Is There a Difference between Coding Languages and Programming Languages?

Question
You read that there is a difference between coding languages and programming languages. What is the difference?

Answer
The question is theoretical and subjective. Sometimes diction, semantics and job descriptions are not that important.

Coding and programming are different (but there are probably very highly-paid people who disagree). It seems that in certain contexts, rightly or wrongly, people use the terms interchangeably. Most sources say that coding is a subset of programming. "Coding is a fragment of programming …" taken from Techgig.com.

Coding can refer to the task of translating logic into reserved words, variable definitions, and using syntax of a given language to "code" a program after planning has happened. Programming can refer to the task of gathering requirements, creating logic and exception handling, to design a program from a planning perspective. Context can make one term more appropriate than another. Coding can be thought of as more of a hands-on implementation process (e.g., from a senior architect) of writing code. Programming is more formalizing business logic into a solution and whiteboarding while it emphasizes the pre-implementation phase.

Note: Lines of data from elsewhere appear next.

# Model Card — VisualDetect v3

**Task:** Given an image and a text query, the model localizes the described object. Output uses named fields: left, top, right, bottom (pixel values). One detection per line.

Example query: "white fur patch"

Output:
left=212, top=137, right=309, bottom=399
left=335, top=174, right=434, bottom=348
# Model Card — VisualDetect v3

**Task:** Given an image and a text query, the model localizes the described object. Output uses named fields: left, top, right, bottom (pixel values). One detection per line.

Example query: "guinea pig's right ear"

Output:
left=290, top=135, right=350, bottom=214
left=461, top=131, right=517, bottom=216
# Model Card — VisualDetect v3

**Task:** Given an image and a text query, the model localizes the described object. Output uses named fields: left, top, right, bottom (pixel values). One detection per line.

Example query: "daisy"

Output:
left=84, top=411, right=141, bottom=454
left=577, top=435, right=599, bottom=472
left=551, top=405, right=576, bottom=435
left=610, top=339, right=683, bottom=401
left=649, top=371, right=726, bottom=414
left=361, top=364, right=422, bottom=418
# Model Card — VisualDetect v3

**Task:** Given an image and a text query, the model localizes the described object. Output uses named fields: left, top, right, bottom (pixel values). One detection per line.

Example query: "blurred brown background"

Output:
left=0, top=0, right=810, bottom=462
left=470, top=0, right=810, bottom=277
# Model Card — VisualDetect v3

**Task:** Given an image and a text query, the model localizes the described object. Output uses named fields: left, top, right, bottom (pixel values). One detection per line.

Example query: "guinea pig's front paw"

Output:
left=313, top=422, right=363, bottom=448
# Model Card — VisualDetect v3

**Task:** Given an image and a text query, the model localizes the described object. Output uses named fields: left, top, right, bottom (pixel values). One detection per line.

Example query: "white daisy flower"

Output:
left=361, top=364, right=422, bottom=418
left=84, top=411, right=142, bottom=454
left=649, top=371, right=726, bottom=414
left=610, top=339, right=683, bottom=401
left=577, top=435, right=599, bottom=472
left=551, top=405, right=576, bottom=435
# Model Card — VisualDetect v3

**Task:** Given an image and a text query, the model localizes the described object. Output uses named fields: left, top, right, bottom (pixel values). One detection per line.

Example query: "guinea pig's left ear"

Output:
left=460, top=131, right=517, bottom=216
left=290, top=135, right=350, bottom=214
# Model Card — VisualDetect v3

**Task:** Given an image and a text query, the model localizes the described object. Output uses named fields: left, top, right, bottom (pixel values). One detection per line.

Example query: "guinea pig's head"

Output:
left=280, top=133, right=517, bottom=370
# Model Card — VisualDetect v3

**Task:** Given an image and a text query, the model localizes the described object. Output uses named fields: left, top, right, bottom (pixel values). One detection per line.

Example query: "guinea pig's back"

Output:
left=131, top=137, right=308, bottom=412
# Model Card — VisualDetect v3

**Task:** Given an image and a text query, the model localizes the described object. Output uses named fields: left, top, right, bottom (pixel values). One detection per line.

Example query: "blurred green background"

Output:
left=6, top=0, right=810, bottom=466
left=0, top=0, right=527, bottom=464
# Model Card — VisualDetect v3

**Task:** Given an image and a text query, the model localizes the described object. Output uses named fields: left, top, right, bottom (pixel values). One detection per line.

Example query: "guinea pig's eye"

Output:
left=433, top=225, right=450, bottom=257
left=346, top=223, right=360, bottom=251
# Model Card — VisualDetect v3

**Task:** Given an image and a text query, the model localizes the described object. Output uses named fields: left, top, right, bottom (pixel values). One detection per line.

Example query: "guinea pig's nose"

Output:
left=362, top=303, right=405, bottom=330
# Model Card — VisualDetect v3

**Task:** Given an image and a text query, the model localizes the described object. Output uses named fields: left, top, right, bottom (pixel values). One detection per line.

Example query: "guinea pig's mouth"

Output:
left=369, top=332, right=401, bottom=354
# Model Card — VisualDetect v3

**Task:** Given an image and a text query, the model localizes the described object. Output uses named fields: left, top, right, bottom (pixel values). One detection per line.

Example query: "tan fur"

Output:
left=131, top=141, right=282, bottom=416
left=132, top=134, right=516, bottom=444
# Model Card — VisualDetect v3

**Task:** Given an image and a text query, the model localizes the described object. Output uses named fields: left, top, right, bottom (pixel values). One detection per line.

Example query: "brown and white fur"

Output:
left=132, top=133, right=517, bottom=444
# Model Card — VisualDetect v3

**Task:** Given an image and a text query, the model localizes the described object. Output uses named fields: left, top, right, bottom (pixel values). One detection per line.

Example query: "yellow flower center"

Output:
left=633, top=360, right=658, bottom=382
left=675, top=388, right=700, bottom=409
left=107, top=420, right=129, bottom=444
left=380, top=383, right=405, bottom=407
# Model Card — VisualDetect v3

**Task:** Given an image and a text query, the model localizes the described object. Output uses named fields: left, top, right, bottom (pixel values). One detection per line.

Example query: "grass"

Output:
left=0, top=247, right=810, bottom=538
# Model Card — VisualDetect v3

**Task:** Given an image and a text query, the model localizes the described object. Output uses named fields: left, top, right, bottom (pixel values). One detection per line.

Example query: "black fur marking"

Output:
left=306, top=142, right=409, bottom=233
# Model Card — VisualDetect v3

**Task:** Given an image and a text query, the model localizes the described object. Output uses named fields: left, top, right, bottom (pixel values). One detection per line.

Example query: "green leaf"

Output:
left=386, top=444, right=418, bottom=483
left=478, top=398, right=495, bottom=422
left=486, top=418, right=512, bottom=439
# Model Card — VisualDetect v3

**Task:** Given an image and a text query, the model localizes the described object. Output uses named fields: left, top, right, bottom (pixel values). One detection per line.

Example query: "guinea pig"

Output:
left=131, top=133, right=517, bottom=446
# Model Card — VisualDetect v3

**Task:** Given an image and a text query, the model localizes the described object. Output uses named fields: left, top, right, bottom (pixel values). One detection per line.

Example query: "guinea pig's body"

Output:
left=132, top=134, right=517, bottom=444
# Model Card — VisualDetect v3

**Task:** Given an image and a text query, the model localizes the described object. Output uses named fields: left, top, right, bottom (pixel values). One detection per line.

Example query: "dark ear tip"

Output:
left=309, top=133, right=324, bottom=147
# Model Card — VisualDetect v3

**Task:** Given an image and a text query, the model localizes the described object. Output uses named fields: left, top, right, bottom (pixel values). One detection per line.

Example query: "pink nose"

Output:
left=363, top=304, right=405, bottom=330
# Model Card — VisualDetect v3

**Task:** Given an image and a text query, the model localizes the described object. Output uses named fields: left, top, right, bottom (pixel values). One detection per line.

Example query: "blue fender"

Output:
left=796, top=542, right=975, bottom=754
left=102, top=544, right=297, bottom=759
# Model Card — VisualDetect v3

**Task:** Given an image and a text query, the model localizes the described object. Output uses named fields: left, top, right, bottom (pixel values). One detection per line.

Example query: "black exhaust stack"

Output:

Languages can vary from assembly, C, to higher level languages such as object-oriented ones. Many languages are compiled, but not all. Context can dictate the descriptive words such as "coding" or "programming" for such categories of languages.

To learn more about the differences between "coding" and "programming", see these:

You may want to search for "programming vs coding vs scripting" in a search engine to learn more.

If you search on Indeed.com for "coding software" (as just searching for "coding" will bring up medical billing coding jobs), you find far fewer jobs than if you search for "programming."